Thursday, December 13, 2012

"Makers. The New Industrial Revolution" - Buckle up for this ride!

"In an age of custom fabricated, do-it-yourself product design and creation, the collective potential of a million garage tinkerers and enthusiasts is about to be unleashed upon the economy, driving a new age of American Manufacturing."

This is from Chris Anderson, author of one of my all-time favorite books, The Long Tail, has written a great new one called Makers.  The New Industrial Revolution.  I highly recommend it.

I love the manufacturing world. Our last business designed, built and sold products to heavy industries all over the world.  It felt rewarding to see things we'd invented and manufactured helping to solve serious global problems.
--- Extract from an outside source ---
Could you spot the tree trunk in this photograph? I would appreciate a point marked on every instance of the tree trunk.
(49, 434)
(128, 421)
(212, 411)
But manufacturing is tough.  The first few of anything are expensive and usually not exactly right.

Now the desktop revolution is coming to fabrication and it looks like one heck of a big opportunity for the world.

Chris Anderson's 'Makers' compares our current desktop manufacturing to the early stages of the desktop publishing revolution. 

"Two decades after desktop publishing became a mainstream reality, the word desktop is being added to industrial machinery,  with equally mind-blowing effect."

If you think this might be some bleeding-edge, high-investment pursuit, think again.  Popular Science Magazine recent issue featuring the top 100 Innovations of the year, cited the Makerbot Replicator as their choice for "Easiest 3-D Printing".   Models start at $1,799.

I took this photo of the intricately fabricated 'Motion W' as it was being made on a consumer-grade 3-D printer at the University of Wisconsin.  I have this 'W' on my desk. 

Amazing.  And when you tie all this to the new crowdfunding models, things look amazingly possible.

I highly recommend Chris Anderson's new book, 'Makers.  The New Industrial Revolution.'

Of course I see a parallel in all this to the small-batch food 'manufacturing' done at the Wisconsin Innovation Kitchen.  Different stuff being made with different tools, but the same story.

By providing increasing numbers of people with increasingly affordable access to increasingly valuable tools you're going to get positive outcomes.